Most approaches to metaphor. . . assume that metaphorical readings aren't attempted unless there is something "anomalous" about the "literal" reading (as in "He is the cream on my peaches," or ". . . faster than greased lightning"). But in this case there is nothing anomalous about pants with paint on them-they would even clash with "stylish," explaining the conjunction "Though. . ." On that reading, however, the sentence would be silly, whereas the metaphor is so apt that most people don't even notice the alternative.(625)

Here, we should note that the fact that "most people don't even notice the alternative" to the metaphor does not constitute proof that they have not considered the alternative (or that they did not, at some point in the past, have to consider alternatives to this highly conventional metaphor). Grice's maxims might not seem to match our experiences as readers and listeners; we don't consciously apply such a rigid set of rules to text or speech, because we usually just "see" the right interpretation. But the fact that we're not consciously aware of using Grice's rules (or something similar to them) doesn't necessarily mean that we're not using them on some level. That is, the conscious mind does not always have access to its own workings, so that a computer model of human linguistic ability might still require the use of rules similar to Grice's.

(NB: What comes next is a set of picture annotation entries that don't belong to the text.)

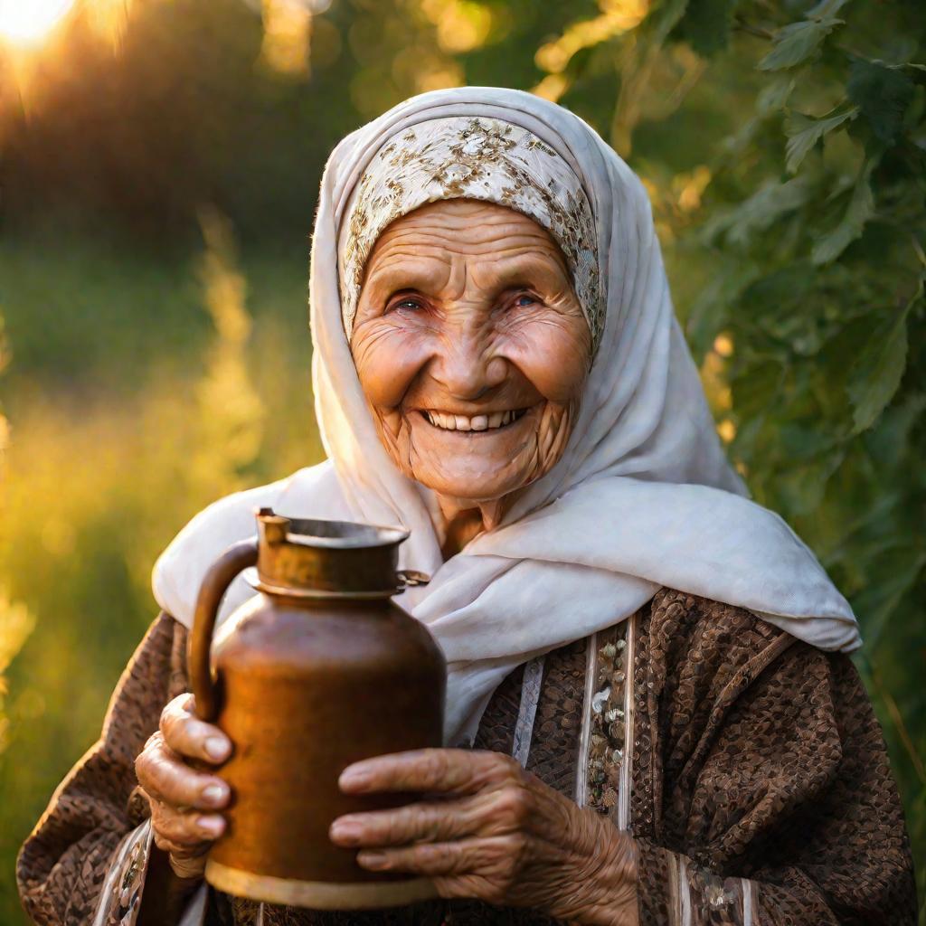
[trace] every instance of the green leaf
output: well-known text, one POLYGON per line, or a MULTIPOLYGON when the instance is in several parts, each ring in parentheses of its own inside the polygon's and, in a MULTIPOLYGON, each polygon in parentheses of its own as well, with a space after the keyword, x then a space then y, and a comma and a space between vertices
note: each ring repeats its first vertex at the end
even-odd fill
POLYGON ((810 186, 803 177, 784 183, 766 183, 735 208, 708 223, 705 234, 712 237, 725 232, 729 244, 748 244, 754 235, 782 216, 799 209, 809 195, 810 186))
POLYGON ((814 244, 810 252, 813 263, 820 266, 835 260, 849 244, 861 237, 865 224, 874 215, 874 194, 869 177, 870 171, 863 171, 839 224, 814 244))
POLYGON ((770 116, 783 109, 795 89, 793 74, 779 74, 769 81, 756 97, 756 112, 759 116, 770 116))
POLYGON ((689 0, 688 9, 675 35, 707 56, 723 51, 730 43, 733 10, 738 0, 689 0))
POLYGON ((906 306, 880 332, 872 332, 849 373, 846 392, 853 407, 853 433, 871 427, 894 394, 907 367, 907 316, 922 298, 923 283, 906 306))
POLYGON ((785 148, 787 155, 787 169, 789 173, 796 173, 807 152, 826 134, 844 122, 855 119, 858 115, 858 107, 848 109, 837 107, 820 119, 805 116, 804 113, 792 112, 784 122, 784 134, 788 136, 785 148))
POLYGON ((893 144, 913 99, 913 81, 896 68, 885 68, 876 61, 856 61, 845 89, 875 137, 886 144, 893 144))
POLYGON ((854 595, 852 607, 858 615, 869 652, 881 640, 904 596, 913 588, 926 567, 926 554, 913 544, 901 544, 870 562, 872 580, 854 595))
POLYGON ((825 17, 792 22, 775 33, 775 47, 758 63, 759 70, 782 70, 807 61, 842 19, 825 17))

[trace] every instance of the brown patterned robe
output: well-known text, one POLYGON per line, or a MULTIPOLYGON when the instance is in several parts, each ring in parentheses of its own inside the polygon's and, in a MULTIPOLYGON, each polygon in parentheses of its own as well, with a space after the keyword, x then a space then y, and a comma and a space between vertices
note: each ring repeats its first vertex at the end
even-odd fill
MULTIPOLYGON (((186 690, 185 641, 169 616, 154 623, 100 741, 23 846, 19 889, 37 923, 134 922, 150 834, 133 762, 186 690)), ((523 672, 496 690, 476 746, 512 751, 523 672)), ((663 590, 547 654, 527 768, 633 834, 641 926, 916 922, 900 801, 857 673, 748 611, 663 590)), ((207 923, 258 920, 258 905, 211 889, 203 900, 207 923)), ((266 906, 262 921, 550 920, 435 901, 366 914, 266 906)))

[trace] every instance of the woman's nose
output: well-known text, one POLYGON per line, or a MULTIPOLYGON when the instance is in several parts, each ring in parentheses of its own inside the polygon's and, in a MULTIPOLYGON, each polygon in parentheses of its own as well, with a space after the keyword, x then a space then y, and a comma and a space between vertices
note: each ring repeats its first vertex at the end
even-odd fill
POLYGON ((482 331, 446 332, 432 375, 454 398, 473 400, 502 383, 507 361, 482 331))

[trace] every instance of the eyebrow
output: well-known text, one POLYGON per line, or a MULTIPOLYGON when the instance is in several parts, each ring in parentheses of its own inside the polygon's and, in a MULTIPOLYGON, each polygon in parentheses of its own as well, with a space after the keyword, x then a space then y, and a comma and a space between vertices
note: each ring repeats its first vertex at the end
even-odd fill
MULTIPOLYGON (((557 262, 555 271, 539 255, 528 253, 503 258, 492 269, 485 270, 481 276, 489 288, 495 290, 496 293, 502 293, 518 287, 529 287, 532 284, 559 285, 560 274, 565 274, 567 282, 569 285, 572 284, 572 276, 561 259, 557 262)), ((398 293, 428 293, 432 289, 432 275, 419 266, 402 266, 394 263, 376 270, 364 285, 369 287, 369 294, 374 297, 389 297, 398 293)))

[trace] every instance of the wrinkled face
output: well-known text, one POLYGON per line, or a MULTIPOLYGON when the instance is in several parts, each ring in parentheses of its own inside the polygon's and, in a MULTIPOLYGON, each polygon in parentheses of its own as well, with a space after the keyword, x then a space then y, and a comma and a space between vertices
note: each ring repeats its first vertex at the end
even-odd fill
POLYGON ((351 350, 396 466, 443 496, 479 503, 559 459, 591 336, 544 229, 501 206, 448 200, 377 241, 351 350))

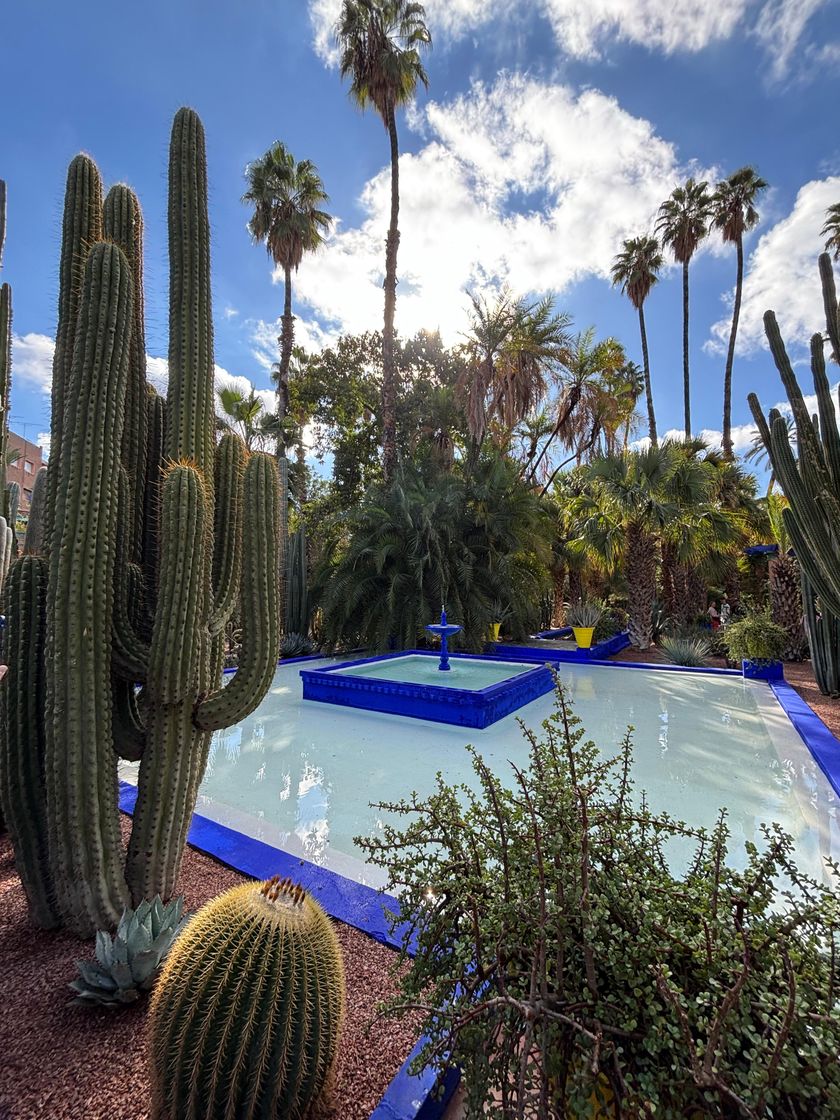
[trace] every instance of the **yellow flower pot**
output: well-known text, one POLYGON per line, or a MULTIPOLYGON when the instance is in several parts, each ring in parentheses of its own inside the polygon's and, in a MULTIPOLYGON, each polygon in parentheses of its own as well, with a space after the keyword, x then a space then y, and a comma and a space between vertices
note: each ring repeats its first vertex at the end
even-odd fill
POLYGON ((572 626, 575 632, 575 641, 578 643, 578 650, 588 650, 592 644, 592 634, 595 634, 594 626, 572 626))

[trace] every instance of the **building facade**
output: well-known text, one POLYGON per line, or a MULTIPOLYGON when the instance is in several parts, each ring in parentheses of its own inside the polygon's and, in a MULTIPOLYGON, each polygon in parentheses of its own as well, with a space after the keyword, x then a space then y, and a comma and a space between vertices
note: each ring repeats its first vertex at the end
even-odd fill
POLYGON ((35 476, 44 466, 44 459, 37 444, 24 439, 15 431, 9 432, 9 450, 18 451, 19 456, 16 463, 6 468, 6 480, 20 486, 20 513, 26 515, 32 500, 35 476))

In many ways, though, it does seem that Haugeland is probably correct. For instance, the speed with which natural language speakers select the correct interpretation for an utterance would seem impossible using an "anomaly-identifying" algorithm like the one described above. If Haugeland and Lakoff are right, and metaphor recognition does not require us to attempt an anomalous literal reading first, the question is, how do we interpret speech? Do we consider all possible interpretations (literal, sarcastic, metaphorical) simultaneously and instantaneously pick the best one? It might be that a Gricean algorithm like the one above is inherently limited by a linear, symbol-processing approach to language--which also means that PT could best model human linguistic abilities if augmented by a PDP approach.

Violation of Conceptual Categories vs. Violation of Beliefs

There is yet another complication hidden within Grice's theory of maxims, which is dramatized by PT's current approach. PT cannot distinguish between metaphorical input and input that merely conflicts with her existing beliefs. Presumably, we don't always want PT to think we're speaking metaphorically when we tell her things that violate her most deeply-held beliefs (that is, her set of meaning relationships). At times, we'd rather have her consider the evidence we present, even if she for the moment, believes us to be wrong. Suppose that, for the sake of illustration, we program PT with a rigid, sexist view of the world. The following categorizing propositions are added to PT's meaning relationships:

  • Anything that is a doctor necessarily is a man.
  • Anything that is a man necessarily is not a woman.
  • Anything that is a woman necessarily is not a man.

Now we tell PT, Smith is a doctor, and ask, Can you deduce anything new? Since PT believes that all doctors are men, she naturally concludes, Smith is a man. Now suppose we input Smith is a woman, and then watch the cognitive processing that results. First, PT deduces that Smith is not a woman, based on the inference principle Anything that is a man necessarily is not a woman. From there, the cognitive processing continues: You seem to think that Smith is a woman. Smith is not a woman.

PT emerges from cognitive processing, and finally responds: Taken literally, that seems impossible, given that Smith is a man. I accept the statement, taken figuratively. PT then adds It is as if Smith is a woman to her set of beliefs.

What could It is as if Smith is a woman possibly mean? It doesn't seem like anything a human speaker would conclude. Are there any analogous behaviors among humans? What happens in metaphor recognition when a speaker and listener have very different beliefs about what is true and false?